Construction is expected to begin soon and should be complete in 18 months, Schiavi said. This is the second mission to get up and running under the 102nd Intelligence Wing umbrella. Last spring, the 102nd's Air Operations Group began its work tracking global air missions.

At yesterday's ceremonies, the late-U.S. Sen. Edward M. Kennedy was credited, along with U.S. Sen. John Kerry, U.S. Rep. William Delahunt and former Gov. Mitt Romney, with securing the new missions.

In 2005, after an 86-year tradition of the 102nd in manned aviation, the defense department's Base Realignment and Closure Commission decided to move the unit's F-15 jets — the ones that were the first to respond to the 9/11 attacks on the World Trade Center — to Barnes Air National Guard Base in Westfield.

All but 1 percent of the staff from the 102nd Fighter Wing — essentially a handful of pilots who followed the jets — decided to remain at Otis, Schiavi said.

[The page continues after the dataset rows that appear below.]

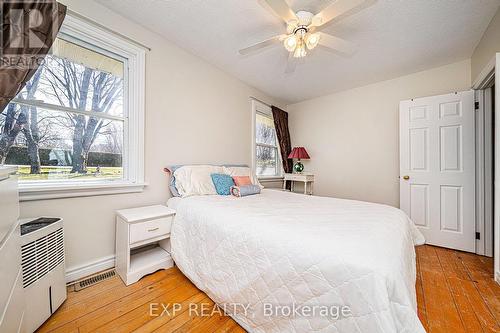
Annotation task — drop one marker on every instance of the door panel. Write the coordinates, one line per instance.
(437, 156)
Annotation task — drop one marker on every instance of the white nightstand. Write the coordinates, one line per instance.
(143, 241)
(306, 178)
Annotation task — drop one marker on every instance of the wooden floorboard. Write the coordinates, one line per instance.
(455, 293)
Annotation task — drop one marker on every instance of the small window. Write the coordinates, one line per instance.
(74, 113)
(266, 154)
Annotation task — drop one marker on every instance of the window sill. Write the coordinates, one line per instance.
(32, 192)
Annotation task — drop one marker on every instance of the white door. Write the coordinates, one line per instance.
(437, 168)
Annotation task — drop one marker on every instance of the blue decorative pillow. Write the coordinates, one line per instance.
(222, 183)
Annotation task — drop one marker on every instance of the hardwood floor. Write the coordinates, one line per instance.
(455, 293)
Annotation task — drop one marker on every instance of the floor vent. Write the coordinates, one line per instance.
(94, 279)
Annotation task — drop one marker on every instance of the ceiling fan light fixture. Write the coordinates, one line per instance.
(312, 40)
(291, 43)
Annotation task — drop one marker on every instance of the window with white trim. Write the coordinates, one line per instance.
(81, 115)
(267, 160)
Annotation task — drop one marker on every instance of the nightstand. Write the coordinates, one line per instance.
(143, 241)
(306, 178)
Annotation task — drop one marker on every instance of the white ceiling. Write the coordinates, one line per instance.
(393, 38)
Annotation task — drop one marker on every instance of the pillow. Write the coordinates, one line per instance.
(222, 183)
(243, 191)
(242, 171)
(195, 179)
(242, 180)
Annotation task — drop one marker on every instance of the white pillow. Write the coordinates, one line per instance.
(242, 171)
(195, 179)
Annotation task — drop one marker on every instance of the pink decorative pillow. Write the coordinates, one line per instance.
(242, 180)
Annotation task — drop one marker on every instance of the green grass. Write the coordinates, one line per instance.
(62, 172)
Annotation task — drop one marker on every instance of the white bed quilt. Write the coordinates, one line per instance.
(288, 249)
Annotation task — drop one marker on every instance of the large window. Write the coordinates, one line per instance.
(79, 118)
(267, 158)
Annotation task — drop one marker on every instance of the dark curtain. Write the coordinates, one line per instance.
(28, 30)
(281, 124)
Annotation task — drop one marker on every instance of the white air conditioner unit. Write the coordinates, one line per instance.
(42, 260)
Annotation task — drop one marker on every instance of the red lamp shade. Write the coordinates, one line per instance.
(299, 153)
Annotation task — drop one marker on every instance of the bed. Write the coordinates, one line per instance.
(279, 249)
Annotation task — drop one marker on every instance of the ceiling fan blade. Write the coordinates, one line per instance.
(261, 45)
(337, 44)
(291, 64)
(280, 8)
(337, 8)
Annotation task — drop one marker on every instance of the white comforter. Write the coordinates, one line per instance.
(293, 250)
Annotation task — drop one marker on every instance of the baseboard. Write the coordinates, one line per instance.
(78, 272)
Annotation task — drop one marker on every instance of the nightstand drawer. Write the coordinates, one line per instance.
(299, 177)
(151, 229)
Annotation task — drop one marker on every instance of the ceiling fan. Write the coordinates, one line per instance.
(303, 30)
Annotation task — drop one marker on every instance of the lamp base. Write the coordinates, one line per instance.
(298, 167)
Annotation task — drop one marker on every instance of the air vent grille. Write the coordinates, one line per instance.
(94, 279)
(42, 256)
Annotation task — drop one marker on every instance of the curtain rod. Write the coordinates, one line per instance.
(258, 100)
(72, 12)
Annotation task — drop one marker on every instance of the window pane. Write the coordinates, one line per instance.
(267, 164)
(56, 145)
(264, 130)
(80, 78)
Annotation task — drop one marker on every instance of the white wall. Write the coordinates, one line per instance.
(353, 136)
(195, 113)
(487, 47)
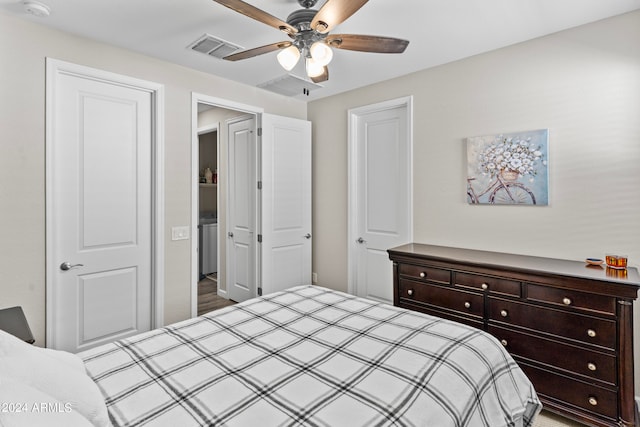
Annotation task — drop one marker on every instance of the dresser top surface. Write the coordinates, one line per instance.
(520, 262)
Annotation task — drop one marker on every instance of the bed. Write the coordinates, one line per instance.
(310, 356)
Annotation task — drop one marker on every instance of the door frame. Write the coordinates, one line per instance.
(354, 115)
(199, 98)
(54, 67)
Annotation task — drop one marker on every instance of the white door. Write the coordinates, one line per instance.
(99, 257)
(380, 195)
(241, 205)
(286, 203)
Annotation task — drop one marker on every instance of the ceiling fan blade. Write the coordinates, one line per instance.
(250, 53)
(258, 14)
(322, 77)
(333, 13)
(362, 43)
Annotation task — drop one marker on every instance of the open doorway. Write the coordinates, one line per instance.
(208, 241)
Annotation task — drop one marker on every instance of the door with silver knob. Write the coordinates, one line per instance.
(380, 194)
(286, 203)
(100, 207)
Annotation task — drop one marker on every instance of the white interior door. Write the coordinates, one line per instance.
(99, 210)
(286, 203)
(380, 195)
(241, 219)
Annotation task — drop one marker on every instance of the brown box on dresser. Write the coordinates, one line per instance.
(567, 324)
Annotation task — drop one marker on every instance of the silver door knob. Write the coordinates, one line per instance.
(68, 266)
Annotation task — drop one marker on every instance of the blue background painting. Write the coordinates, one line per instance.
(525, 153)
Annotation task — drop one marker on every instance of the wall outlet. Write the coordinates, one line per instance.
(180, 233)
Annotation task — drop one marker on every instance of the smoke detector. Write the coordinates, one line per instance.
(36, 8)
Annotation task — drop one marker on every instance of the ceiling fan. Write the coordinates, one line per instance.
(309, 32)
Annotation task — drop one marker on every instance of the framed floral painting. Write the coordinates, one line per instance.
(508, 169)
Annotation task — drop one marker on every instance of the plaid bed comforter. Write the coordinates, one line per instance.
(311, 356)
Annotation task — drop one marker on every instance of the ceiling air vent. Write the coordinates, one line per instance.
(290, 85)
(213, 46)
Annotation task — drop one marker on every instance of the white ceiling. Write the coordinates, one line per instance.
(439, 31)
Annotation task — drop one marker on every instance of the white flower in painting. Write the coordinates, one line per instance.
(511, 154)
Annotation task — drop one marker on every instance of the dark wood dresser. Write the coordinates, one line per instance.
(568, 325)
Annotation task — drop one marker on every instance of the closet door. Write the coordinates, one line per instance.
(285, 251)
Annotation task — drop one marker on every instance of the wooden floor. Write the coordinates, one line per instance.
(208, 299)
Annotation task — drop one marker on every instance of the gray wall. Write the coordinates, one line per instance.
(582, 84)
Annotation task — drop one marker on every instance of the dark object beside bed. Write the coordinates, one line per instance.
(310, 356)
(13, 321)
(567, 324)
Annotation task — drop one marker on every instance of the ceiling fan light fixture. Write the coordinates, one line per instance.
(313, 68)
(288, 58)
(321, 53)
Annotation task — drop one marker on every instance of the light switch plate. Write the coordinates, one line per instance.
(180, 233)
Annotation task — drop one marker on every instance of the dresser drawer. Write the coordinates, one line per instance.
(588, 363)
(430, 274)
(598, 400)
(573, 299)
(578, 327)
(494, 285)
(460, 301)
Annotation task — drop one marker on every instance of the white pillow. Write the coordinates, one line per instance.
(58, 374)
(25, 406)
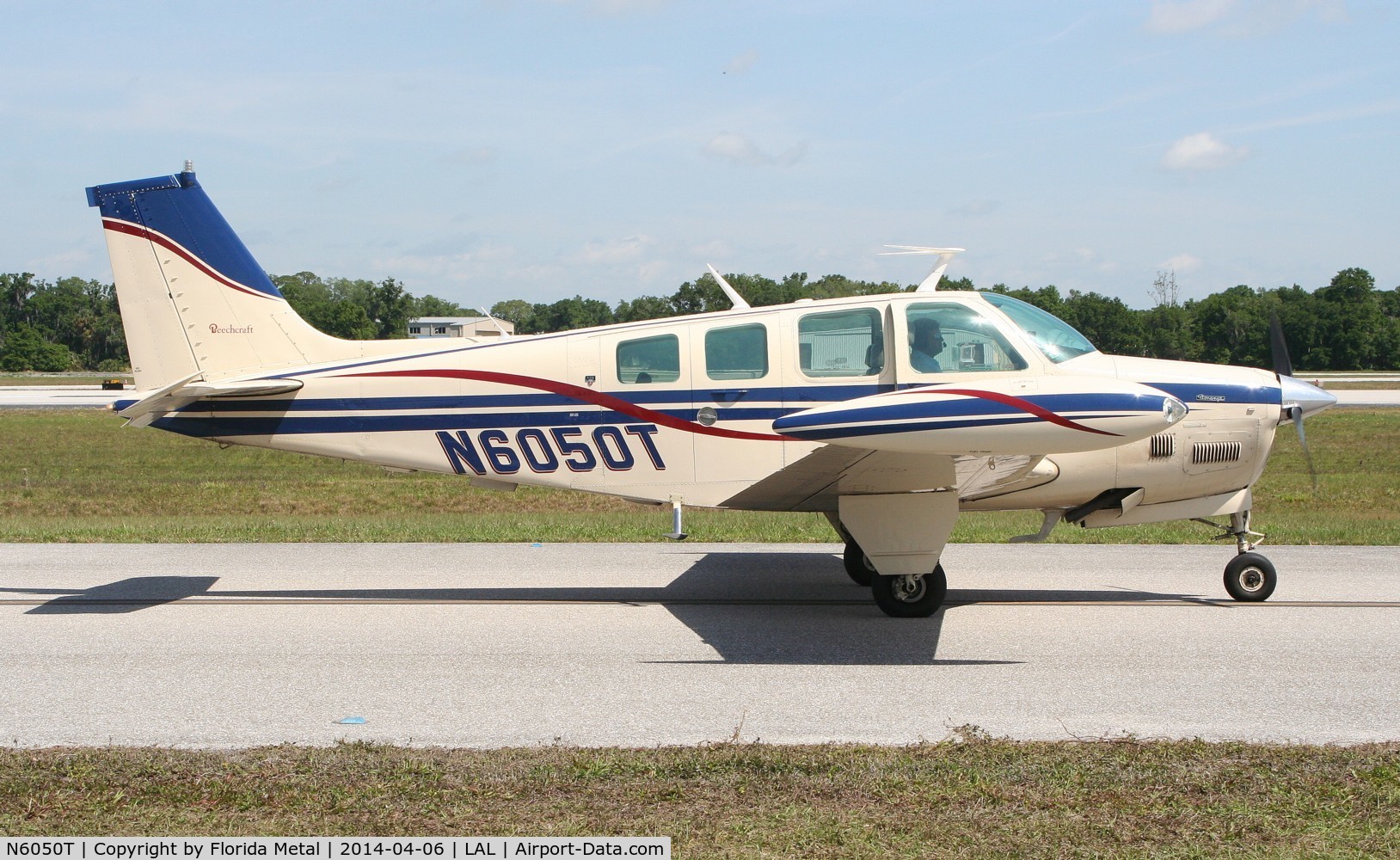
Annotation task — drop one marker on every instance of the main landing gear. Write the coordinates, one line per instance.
(1249, 576)
(898, 595)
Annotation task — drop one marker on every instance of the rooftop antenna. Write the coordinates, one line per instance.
(930, 283)
(734, 294)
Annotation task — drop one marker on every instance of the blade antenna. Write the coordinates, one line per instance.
(496, 322)
(734, 294)
(1284, 367)
(944, 255)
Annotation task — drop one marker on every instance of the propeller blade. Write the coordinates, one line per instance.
(1297, 416)
(1279, 347)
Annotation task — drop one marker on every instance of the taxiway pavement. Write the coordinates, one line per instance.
(679, 643)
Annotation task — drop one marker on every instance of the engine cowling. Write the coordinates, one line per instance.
(1039, 415)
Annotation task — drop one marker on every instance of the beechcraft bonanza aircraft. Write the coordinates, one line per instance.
(887, 414)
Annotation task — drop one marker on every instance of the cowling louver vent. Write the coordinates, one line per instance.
(1215, 452)
(1164, 445)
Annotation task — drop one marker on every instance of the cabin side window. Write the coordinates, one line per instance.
(648, 360)
(740, 352)
(844, 343)
(945, 336)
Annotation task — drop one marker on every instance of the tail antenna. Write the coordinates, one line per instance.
(944, 255)
(734, 294)
(496, 322)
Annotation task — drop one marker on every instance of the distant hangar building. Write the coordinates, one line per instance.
(459, 327)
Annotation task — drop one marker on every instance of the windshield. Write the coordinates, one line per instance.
(1054, 336)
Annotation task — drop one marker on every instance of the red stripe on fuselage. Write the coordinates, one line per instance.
(579, 392)
(144, 233)
(1041, 412)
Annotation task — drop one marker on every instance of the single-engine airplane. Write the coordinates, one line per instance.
(887, 414)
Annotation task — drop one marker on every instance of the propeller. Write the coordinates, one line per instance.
(1298, 398)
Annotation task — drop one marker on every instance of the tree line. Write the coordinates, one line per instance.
(75, 324)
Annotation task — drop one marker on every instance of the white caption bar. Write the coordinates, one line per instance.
(329, 848)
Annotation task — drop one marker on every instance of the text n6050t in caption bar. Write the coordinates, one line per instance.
(329, 848)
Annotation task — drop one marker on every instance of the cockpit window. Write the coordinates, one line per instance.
(945, 336)
(1054, 336)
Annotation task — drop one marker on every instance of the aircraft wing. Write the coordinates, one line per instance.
(816, 481)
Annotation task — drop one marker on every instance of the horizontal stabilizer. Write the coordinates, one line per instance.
(187, 390)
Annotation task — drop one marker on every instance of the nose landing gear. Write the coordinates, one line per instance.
(1249, 576)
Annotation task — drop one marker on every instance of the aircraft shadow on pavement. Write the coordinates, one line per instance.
(749, 607)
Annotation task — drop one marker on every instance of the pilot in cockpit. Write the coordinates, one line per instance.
(925, 342)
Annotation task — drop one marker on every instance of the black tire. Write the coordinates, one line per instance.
(1250, 577)
(899, 597)
(857, 566)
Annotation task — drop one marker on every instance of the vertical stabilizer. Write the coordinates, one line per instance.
(193, 300)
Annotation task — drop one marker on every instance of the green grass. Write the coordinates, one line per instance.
(64, 378)
(82, 476)
(973, 797)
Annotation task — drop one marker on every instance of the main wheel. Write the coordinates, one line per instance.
(857, 565)
(1250, 577)
(911, 595)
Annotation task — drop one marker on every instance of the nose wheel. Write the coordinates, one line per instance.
(911, 595)
(1250, 577)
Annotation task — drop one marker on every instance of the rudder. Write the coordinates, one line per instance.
(193, 300)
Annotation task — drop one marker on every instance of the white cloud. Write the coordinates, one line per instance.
(1255, 18)
(612, 251)
(1183, 15)
(974, 209)
(737, 149)
(1203, 151)
(470, 156)
(1182, 262)
(742, 64)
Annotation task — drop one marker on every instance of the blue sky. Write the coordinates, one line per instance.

The remaining pilots, mechanics and other support staff — some of them in their 40s and 50s — had to go through seven months of training in their new field, said Maj. Gen. Michael Akey, commander of the Massachusetts Air National Guard. Not only did the 102nd have a 100-percent graduation rate, but 30 were named distinguished graduates, he said.

The 102nd still employs 1,000 military and civilians, Schiavi said, and more could be on the way as the unit's mission grows.

The surveillance and reconnaissance work that will now be done at Otis puts the 102nd back "on the cutting edge of America's air defense system," said Maj. Gen. Joseph Carter, adjutant general of the Massachusetts National Guard.

The systems can also be used to help with the Guard's state mission, he said. In California, a Distributed Ground Station helped officials track wildfires, Carter said.

But the main job is to keep tabs on the battlefields in Iraq and Afghanistan and to provide that information to commanding officers on the front lines, Schiavi said.

"Otis Air National Guard base is open, the 102nd is alive and well," Akey said. "Today is a great day."